Transcribed from History of Wyandotte County Kansas and its people ed. and comp. by Perl W. Morgan. Chicago, The Lewis publishing company, 1911. 2 v. front., illus., plates, ports., fold. map. 28 cm. [Vol. 2 contains biographical data. Paged continuously.] p. 710-711 transcribed by Jeremiah Abreu, student from USD 508, Baxter Springs Middle School, Baxter Springs, Kansas, on December 1, 2000.

William E. Schuetz

WILLIAM E. SCHUETZ. - It is a noteworthy fact that there is no calling in life where the son so often follows in the footsteps of his father as in the case of farming. William E. Schuetz started in his father's footsteps, but the strides of the son have been longer and more rapid. He has made tracks of his own, branching out in other directions than those taken by his father. That is as it should be if there is to be any true advancement. Mr. Schuetz has seized every opportunity to fit himself for whatever might come. Each man catches fish that are just as large as his line will allow. The question is are we going to angle for minnows or for whales. Education will change the fisherman's cotton string into a steel rope that will hold any catch. Education does not comprise simply the things that one learns at school. It signifies the drawing out of what is best in a man and putting his resources to the best possible use. His success can never exceed the efficiency of his line and he cannot borrow another man's line. Mr. Schuetz, although he did not have the advantage of much schooling, is nevertheless an educated man in the most conprehensive[sic] sense of the word. He has observed and studied as he went along and has achieved more success than the man who has had much more schooling and thinks that the training is going to carry him through without further effort on his part. The world measures success by dollars and cents; Mr. Schuetz has them. It also measures success by influence and prominence in some direction. Mr. Schuetz fulfils the conditions in that respect also.

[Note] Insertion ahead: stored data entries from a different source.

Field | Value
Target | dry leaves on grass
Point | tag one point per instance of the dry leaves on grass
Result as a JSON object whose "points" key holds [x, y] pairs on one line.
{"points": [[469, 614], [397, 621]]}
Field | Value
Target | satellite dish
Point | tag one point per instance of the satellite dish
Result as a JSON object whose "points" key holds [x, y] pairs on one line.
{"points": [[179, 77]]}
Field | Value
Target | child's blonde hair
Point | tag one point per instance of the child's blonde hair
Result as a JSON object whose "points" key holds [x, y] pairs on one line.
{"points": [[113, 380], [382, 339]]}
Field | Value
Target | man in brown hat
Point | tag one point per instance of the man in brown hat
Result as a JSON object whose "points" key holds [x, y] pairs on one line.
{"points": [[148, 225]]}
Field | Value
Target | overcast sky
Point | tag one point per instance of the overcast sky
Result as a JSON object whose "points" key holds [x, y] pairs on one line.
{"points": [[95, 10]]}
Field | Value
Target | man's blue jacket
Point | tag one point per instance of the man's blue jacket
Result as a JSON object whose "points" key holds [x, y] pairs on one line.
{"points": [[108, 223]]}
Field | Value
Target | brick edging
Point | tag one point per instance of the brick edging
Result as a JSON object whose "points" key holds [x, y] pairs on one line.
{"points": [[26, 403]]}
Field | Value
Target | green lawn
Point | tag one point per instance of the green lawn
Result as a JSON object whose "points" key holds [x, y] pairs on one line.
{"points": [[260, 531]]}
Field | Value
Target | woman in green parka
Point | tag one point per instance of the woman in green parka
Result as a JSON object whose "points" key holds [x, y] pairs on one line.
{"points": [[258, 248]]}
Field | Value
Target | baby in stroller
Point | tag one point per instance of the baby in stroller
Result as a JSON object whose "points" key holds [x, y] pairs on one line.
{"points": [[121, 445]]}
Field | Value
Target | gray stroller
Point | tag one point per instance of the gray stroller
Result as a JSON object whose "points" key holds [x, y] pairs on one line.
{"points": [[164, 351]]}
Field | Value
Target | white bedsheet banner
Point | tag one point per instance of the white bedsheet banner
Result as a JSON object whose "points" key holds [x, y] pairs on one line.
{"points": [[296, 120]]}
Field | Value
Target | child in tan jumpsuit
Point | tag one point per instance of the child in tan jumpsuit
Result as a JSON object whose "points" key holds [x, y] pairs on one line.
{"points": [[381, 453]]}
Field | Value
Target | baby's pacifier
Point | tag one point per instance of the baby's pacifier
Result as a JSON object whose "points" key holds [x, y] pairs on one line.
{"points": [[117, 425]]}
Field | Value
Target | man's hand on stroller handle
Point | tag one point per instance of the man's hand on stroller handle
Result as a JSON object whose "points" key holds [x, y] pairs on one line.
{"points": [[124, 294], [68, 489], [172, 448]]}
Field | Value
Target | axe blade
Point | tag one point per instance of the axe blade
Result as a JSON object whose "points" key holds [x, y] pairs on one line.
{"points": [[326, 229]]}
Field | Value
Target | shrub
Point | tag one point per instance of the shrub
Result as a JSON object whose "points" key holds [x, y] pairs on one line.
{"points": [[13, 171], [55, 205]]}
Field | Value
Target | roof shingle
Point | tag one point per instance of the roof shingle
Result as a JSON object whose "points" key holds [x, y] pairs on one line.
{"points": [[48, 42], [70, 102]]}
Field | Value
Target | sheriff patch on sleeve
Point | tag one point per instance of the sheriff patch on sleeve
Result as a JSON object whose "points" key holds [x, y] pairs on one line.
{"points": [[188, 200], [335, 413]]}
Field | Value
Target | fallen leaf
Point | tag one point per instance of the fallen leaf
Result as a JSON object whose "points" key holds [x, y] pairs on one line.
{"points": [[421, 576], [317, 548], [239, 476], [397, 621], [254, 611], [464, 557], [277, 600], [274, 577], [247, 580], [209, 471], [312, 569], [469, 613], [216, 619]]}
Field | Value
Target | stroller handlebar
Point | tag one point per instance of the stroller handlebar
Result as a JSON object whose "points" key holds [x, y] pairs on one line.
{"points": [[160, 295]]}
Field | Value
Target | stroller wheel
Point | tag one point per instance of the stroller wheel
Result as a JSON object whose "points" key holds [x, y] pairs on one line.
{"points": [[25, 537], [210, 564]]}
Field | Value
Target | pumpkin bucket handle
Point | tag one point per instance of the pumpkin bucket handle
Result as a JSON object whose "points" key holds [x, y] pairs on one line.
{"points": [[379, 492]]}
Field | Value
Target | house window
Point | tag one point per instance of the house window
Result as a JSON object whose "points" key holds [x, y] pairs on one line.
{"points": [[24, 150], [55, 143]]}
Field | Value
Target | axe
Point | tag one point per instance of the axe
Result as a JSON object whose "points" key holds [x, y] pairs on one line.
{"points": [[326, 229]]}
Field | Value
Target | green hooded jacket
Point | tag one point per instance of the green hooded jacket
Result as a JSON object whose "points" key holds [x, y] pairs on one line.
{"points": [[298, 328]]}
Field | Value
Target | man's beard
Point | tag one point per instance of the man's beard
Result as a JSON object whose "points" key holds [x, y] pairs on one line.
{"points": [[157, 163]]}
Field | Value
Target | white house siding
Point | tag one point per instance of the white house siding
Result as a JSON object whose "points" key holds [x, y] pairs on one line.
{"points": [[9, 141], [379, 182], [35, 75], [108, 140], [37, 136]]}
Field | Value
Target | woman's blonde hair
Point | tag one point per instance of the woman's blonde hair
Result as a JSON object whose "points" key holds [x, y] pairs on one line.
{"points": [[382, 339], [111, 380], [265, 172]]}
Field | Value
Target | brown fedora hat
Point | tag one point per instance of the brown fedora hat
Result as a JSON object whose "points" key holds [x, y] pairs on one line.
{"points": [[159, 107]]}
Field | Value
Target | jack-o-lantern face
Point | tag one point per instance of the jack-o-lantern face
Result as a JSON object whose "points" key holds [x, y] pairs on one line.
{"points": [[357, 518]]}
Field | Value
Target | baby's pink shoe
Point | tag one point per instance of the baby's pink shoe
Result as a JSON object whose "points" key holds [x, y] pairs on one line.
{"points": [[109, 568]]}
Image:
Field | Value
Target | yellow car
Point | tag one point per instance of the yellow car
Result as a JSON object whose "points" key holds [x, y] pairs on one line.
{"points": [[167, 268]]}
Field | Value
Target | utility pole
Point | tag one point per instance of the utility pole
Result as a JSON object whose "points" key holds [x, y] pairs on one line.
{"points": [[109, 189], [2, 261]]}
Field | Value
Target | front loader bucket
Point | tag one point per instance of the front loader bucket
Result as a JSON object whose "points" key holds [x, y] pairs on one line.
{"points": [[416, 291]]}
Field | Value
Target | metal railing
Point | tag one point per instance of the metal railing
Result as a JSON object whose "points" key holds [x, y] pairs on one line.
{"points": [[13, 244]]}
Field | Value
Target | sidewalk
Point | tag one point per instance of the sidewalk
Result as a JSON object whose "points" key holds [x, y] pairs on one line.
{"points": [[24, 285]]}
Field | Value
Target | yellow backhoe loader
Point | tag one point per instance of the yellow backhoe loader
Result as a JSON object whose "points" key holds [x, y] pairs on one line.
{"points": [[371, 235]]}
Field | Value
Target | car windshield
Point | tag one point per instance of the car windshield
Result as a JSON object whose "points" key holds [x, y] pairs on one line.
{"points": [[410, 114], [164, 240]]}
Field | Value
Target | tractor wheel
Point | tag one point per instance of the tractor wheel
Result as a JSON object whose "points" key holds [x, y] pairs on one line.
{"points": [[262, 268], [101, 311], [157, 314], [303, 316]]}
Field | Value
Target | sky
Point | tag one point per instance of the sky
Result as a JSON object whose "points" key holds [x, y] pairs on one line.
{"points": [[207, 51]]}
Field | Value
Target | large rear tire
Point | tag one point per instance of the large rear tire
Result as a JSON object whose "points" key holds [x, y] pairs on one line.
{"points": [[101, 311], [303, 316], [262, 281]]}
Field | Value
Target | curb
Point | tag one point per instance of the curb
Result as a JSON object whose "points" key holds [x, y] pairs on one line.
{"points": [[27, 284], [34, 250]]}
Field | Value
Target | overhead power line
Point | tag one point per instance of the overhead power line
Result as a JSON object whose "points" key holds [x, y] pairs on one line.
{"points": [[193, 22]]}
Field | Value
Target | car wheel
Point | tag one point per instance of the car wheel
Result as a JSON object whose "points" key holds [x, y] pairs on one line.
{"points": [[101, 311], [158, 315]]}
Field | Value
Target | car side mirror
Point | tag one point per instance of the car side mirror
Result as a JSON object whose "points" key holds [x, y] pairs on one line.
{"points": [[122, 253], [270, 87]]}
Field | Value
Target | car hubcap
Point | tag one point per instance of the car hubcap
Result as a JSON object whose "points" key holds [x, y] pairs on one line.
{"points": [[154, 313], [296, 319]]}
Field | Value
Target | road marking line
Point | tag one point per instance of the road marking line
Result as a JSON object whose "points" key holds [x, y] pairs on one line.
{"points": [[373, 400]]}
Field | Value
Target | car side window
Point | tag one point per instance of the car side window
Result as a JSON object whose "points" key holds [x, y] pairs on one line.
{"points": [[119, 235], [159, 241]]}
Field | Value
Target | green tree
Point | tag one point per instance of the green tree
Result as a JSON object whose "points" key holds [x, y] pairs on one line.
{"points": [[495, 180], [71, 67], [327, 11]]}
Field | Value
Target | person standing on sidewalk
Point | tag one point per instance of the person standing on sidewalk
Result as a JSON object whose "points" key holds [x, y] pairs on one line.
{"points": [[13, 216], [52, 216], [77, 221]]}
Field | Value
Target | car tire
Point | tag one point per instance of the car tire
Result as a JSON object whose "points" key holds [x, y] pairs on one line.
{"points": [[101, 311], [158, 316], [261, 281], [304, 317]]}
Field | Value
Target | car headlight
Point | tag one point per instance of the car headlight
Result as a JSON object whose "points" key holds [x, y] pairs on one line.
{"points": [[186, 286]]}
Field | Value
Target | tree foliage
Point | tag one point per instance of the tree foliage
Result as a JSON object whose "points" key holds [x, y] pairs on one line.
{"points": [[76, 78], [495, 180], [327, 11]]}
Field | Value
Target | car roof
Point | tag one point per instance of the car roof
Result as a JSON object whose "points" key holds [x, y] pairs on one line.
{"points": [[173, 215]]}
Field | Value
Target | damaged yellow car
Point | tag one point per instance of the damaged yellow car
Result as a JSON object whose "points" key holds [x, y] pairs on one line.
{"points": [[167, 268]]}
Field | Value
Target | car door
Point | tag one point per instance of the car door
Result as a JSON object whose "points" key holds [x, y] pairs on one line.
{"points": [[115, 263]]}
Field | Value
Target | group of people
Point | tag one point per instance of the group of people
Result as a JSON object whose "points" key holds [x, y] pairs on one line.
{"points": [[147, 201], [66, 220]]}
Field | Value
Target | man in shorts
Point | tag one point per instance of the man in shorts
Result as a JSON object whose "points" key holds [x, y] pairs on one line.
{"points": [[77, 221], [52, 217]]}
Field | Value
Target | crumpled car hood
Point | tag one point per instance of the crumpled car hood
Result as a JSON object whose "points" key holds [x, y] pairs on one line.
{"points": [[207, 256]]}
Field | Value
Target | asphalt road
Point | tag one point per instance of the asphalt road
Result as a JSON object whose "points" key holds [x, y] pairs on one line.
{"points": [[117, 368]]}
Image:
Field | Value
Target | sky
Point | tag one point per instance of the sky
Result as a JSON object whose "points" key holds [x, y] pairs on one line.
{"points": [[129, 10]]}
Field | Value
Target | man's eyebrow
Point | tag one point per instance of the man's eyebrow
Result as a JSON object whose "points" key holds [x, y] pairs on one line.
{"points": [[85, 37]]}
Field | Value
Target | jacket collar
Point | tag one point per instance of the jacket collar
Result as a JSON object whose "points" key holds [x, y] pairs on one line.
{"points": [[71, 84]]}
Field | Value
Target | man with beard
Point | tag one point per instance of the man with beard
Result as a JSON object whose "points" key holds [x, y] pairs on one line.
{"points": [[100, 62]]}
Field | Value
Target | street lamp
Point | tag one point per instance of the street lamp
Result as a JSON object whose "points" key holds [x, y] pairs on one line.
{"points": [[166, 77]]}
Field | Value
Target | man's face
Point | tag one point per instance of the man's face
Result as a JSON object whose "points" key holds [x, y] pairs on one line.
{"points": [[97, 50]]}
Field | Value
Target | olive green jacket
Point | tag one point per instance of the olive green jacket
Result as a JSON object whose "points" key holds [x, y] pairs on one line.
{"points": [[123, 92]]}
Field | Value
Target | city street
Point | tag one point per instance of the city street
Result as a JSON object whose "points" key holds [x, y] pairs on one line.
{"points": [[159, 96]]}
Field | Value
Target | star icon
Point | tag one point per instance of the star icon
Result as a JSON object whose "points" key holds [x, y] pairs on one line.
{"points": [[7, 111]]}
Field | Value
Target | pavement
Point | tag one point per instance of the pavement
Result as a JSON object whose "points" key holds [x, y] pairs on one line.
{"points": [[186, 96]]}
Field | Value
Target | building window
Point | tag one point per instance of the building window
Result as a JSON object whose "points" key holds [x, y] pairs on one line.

Born in 1866, in Wyandotte county, Ohio, he is the son of John and Catherine Schuetz. His mother's maiden name was Wilderwood; she was born in Ohio in 1839. John Schuetz was born in Ohio in 1834 and he was a farmer in his native state. In 1870 he came to Wyandotte county, Kansas, and settled in Shawnee township. He cleared one hundred acres of land and improved it. He became a man of prominence in the community and was township treasurer for one year. He was a member of the Independent Order of Odd Fellows. Mr. and Mrs. John Schuetz had five children, - James M., who married Lyda Ebeck, now lives in Kansas City, Kansas; Chester, who died when quite young; William E.; Anna May, who is the wife of Robert Brantigan and is now living in Clyde, Kansas; Bertha D., the wife of Frank Ashlock, now living on the adjoining farm; and John Schuetz died in 1897 and his widow still lives on the farm with her son.

William E. Schuetz came from Ohio to Kansas with his father and mother when he was four years old. They came from Wyandotte county, Ohio, to Wyandotte county, Kansas, from one farm to another farm. Here William has lived ever since and he now manages the hundred acres of land that his father cleared. William has thus spent his whole life on a farm, but he has mixed so much with other people that he has not become narrow. He holds the office which his father held before him, that of township treasurer. He is a member of the school board and is greatly interested in the educational work of the public school system. He, like his father, is a member of the Independent Order of Odd Fellows and of the Select Knights fraternal order. He is a member of the Central Protective Association. In addition to the hundred acres on which he lives, Mr. Schuetz owns one hundred and sixty acres in Stephens county, Kansas. He raises wheat and fruit, shipping a great quantity of the latter.

In 1894 Mr. Schuetz was married to Maud Baker, who was born June 11, 1872, in Wyandotte county, Ohio, and her parents are still living there. The two families were intimate back East and the young people knew each other practically all their lives. Mrs. Schutez died March 28, 1900, leaving three children, - Glenn W., Marguerite and Fanny.

Mr. Schuetz is a Democrat and he is deeply interested in the world of politics. He does not accept everything that is set forth on the Democrat platform without investigating for himself. He, of course, looks for the ultimate triumph of the Democratic party and in the meantime is willing to do everything in his power for the good of the country at large and his township in particular. There is not a man in the township who is better known or more respected than William E. Schuetz. The district of Argentine, in which he lives, is rapidly growing and bids fair to become a great agricultural center in the state of Kansas.